Yet, despite that extraordinary step, consumers are still worried, Buffett said at a shareholder meeting of his holding company, Berkshire Hathaway Inc, in Omaha, Nebraska.
“That just shouldn’t happen. The messaging has been very poor,” said the billionaire, who continues to run his group at the age of 92.
“It’s been poor by the politicians who sometimes have an interest in having it poor, it’s been poor by the agencies. And I’d say it’s been poor by the press,” he said.
What happened with SVB demonstrated a government takeover completed with an expanded deposit guarantee, “and the public is still confused,” he said.
While the emergency takeover of First Republic Bank by the giant JPMorgan Chase & Co on Monday last week seemed likely to ease anxiety about the banks, it has been a turbulent week. Several mid-sized banks were targeted on Wall Street, in particular PacWest Bancorp, which fell 68 percent before recovering 82 percent in Friday’s session alone.
On Saturday, Berkshire Hathaway reported a US$35.5 billion profit for the first quarter alone, largely due to strong financial markets.
In the first three months of the year, the group sold US$13.2 billion worth of equities from its investment portfolio, while only buying US$2.8 billion, drastically reducing its exposure to stocks.
Buffett reaffirmed that his successor, Greg Abel, was “100 percent comfortable” with the decision and even indicated a largely business-as-usual transition, for whenever that could be.

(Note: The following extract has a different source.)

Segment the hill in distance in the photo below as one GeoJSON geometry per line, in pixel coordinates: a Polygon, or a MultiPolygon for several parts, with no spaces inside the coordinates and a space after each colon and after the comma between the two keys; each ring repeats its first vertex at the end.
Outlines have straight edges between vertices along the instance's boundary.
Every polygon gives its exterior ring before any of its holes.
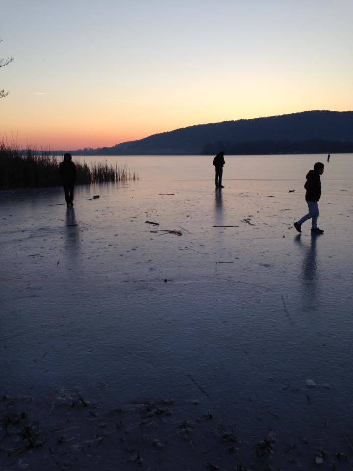
{"type": "Polygon", "coordinates": [[[229,155],[353,152],[353,111],[318,110],[200,124],[76,151],[97,155],[229,155]]]}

“Greg understands capital allocation as well as I do. That’s lucky for us,” Buffett said at the meeting. “He will make those decisions, I think, very much in the same framework as I would make them. We have laid out that framework now for 30 years.”
Abel, 60, who joined Buffett and his long-term business partner Charlie Munger on stage for the morning, has built Berkshire’s energy business into one of the largest in the US. He was named as heir apparent in 2021.